Ordinarily, I detest pulling up to places and seeing the parking lot spilling over with cars, but not that day. I was more than happy to pull into the overflow parking area on the grass. More cars equals more bodies and more people to ask for help in the very likely scenario that I got lost.

Since John had never eaten boiled peanuts before — his west Georgia childhood was apparently even more deprived than my Southern one — we made a side trip into the farmer’s market to pick up a steaming bag of the salty treats.

After a pit stop to pick up our wristbands and activity booklet — Jaemor’s corn maze has hidden trivia stations — we were on our way.

"Don’t worry, in an honest to God emergency, you could just run through the corn to get out," John said jokingly, but I stored that tidbit away as good advice.

At first, things were good. There were peanuts to eat and jokes to crack. Then it happened.

We came to a fork in the maze and I could no longer see through the corn. Suddenly it felt like the walls were closing in on me and my heart started racing.

Although I was feeling slightly panicked, I didn’t want it to show on my face because I knew that John would never let me live it down. Just before the beads of sweat escaped my hairline and started streaming down my forehead, a family of four approached the fork from our left.

"Heads we go left, tails we go right," the dad said before flipping a coin.

"Genius," I thought.

Why hadn’t I thought of such a low-stress strategy? Despite not having a plan of action other than bulldozing the thick patches of corn to find my way to freedom, seeing other folks helped to soothe my nerves and we continued on our maize-shadowed path.

"I want to go this way because it feels counter-intuitive," John said as we reached another fork, "so it’s probably right."

Clearly he was a man with a plan, which made me happy since I was so turned around it wasn’t even funny.

Some kids near the observation deck in the middle of the maze helped to lighten the mood when one of them said, "Red Robin" and the others correctly and humorously replied with, "Yum."

About 20 minutes into the maze I noticed that the sun was starting to dip down again and you guessed it.
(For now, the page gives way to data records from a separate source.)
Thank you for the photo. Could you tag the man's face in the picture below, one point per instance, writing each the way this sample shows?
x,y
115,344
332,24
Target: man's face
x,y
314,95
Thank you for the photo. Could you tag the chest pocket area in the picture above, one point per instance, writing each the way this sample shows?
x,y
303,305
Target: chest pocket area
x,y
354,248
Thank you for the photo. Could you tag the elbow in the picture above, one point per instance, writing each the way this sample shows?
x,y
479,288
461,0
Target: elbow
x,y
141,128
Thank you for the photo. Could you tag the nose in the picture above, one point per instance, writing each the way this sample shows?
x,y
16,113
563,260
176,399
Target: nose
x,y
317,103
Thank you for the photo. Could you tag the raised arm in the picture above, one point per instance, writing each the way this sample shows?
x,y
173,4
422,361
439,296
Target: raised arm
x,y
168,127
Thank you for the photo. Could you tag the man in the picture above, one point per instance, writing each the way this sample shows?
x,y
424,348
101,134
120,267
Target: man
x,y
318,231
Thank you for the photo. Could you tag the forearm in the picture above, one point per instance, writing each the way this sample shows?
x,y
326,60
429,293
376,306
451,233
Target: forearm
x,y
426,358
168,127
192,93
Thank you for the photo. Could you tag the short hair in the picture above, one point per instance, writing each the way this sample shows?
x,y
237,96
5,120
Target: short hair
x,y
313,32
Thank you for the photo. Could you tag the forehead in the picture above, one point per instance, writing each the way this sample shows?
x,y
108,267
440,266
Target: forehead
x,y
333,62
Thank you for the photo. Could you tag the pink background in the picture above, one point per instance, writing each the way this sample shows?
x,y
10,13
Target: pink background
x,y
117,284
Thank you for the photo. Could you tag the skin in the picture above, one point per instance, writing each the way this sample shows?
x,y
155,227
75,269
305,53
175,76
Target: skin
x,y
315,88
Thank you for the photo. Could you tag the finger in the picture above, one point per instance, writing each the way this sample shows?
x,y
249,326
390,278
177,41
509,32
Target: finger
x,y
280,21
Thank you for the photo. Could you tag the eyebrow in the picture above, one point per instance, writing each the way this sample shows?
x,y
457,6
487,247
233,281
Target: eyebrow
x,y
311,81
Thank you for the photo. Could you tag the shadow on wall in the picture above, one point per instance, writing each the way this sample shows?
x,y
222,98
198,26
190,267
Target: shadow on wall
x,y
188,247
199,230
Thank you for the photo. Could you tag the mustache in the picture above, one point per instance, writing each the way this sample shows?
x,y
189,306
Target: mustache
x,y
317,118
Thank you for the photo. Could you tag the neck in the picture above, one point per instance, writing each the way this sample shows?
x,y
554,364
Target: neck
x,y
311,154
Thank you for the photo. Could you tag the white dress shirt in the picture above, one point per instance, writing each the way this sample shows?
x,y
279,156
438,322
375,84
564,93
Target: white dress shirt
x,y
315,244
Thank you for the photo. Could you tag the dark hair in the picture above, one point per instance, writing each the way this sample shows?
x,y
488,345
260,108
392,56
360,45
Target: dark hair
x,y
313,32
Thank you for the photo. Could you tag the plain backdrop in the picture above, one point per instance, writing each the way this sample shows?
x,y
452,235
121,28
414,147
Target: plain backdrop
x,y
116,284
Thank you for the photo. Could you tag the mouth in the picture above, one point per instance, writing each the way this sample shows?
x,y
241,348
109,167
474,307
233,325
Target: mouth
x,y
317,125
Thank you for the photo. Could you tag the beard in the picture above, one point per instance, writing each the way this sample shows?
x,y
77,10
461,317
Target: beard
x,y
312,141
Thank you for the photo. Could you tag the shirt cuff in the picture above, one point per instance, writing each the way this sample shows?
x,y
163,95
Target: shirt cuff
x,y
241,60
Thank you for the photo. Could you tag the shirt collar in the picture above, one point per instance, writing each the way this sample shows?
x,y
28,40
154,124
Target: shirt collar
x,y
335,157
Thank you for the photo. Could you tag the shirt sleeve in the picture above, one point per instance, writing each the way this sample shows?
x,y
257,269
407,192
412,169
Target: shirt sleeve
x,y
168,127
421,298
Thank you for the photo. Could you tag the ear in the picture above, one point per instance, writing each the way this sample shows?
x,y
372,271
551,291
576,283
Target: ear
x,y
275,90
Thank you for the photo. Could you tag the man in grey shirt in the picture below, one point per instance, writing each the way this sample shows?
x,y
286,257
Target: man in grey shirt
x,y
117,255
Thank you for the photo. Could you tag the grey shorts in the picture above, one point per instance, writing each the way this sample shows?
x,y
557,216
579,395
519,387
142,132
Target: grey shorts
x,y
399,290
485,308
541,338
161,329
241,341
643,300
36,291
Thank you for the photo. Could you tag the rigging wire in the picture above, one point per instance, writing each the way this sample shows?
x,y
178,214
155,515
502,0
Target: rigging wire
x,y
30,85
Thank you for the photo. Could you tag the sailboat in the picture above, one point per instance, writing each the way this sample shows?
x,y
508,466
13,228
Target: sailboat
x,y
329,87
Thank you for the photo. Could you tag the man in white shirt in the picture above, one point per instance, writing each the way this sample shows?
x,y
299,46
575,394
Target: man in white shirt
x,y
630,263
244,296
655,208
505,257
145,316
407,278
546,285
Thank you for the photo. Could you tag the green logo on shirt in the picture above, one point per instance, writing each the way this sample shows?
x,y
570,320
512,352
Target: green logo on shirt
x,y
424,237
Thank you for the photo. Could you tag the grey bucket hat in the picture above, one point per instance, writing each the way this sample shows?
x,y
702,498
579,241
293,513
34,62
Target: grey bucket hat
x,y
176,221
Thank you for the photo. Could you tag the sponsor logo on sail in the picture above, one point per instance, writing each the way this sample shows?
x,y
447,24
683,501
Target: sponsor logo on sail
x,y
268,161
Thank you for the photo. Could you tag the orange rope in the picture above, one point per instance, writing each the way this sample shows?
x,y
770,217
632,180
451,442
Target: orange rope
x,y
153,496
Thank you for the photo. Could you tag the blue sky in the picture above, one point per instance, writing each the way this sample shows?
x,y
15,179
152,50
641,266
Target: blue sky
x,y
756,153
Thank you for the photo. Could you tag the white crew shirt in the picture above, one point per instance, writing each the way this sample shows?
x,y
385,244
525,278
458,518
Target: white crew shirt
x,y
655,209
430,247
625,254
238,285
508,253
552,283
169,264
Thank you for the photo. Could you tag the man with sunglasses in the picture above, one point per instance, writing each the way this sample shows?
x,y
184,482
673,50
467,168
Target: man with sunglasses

I panicked.

In case you haven’t noticed, I don’t handle suspense, or scenarios that remotely remind me of scary movie plots, very well.

"Don’t worry. There’s plenty of sunlight left," John, the apparent voice of reason, said.

"We’re going to hang on to this right wall until it breaks. Then we’re going to go left."

And just like that, I saw the big, red barn where we’d gotten our tickets. A kid behind us summed up my feelings perfectly, "I never thought we were gonna get out of there."

Victory never felt so good. Take that you 8-acre corn maze with your dead-end fake outs and sneaky twists and turns.

"Oh wow, they’re shooting apples at a bus," John said when he noticed the apple cannon to our left as we exited the maze.

While he was excited about smashing apples on a big, yellow bus that carried children to and from school in a former life, I was more enthusiastic about the scent that tickled my nose. Funnel cake.

Those oversized, fried treats have been my favorite ever since I got my first taste as a kid at the Blessing of the Fleet in Darien, which is about 20 minutes north of my hometown.

Although the powdered sugar that’s dusted liberally on top of the fried cake creates a heck of a mess, the crispy goodness is more than worth it. As we sat down to recap our experience in the maze, John said something that almost made me leave him right there in Alto.

"When you said, ‘I think we’re going the wrong way,’ I knew we were headed in the right direction," he said smugly.

If he hadn’t been right, he would’ve gotten left. The only thing I could do was roll my eyes and steal the last bite of the funnel cake we were splitting.

After taking our turn at the apple cannon, which I admit was a great way to relieve stress, we decided to end our day with a hay ride.

Despite my mini-panic attacks, the corn maze was good times. There was tasty food, random fun and I may have even learned a thing or two.

Slowly but surely, I’m becoming a true-blue North Georgian. I can’t wait to see what adventure comes across my path next.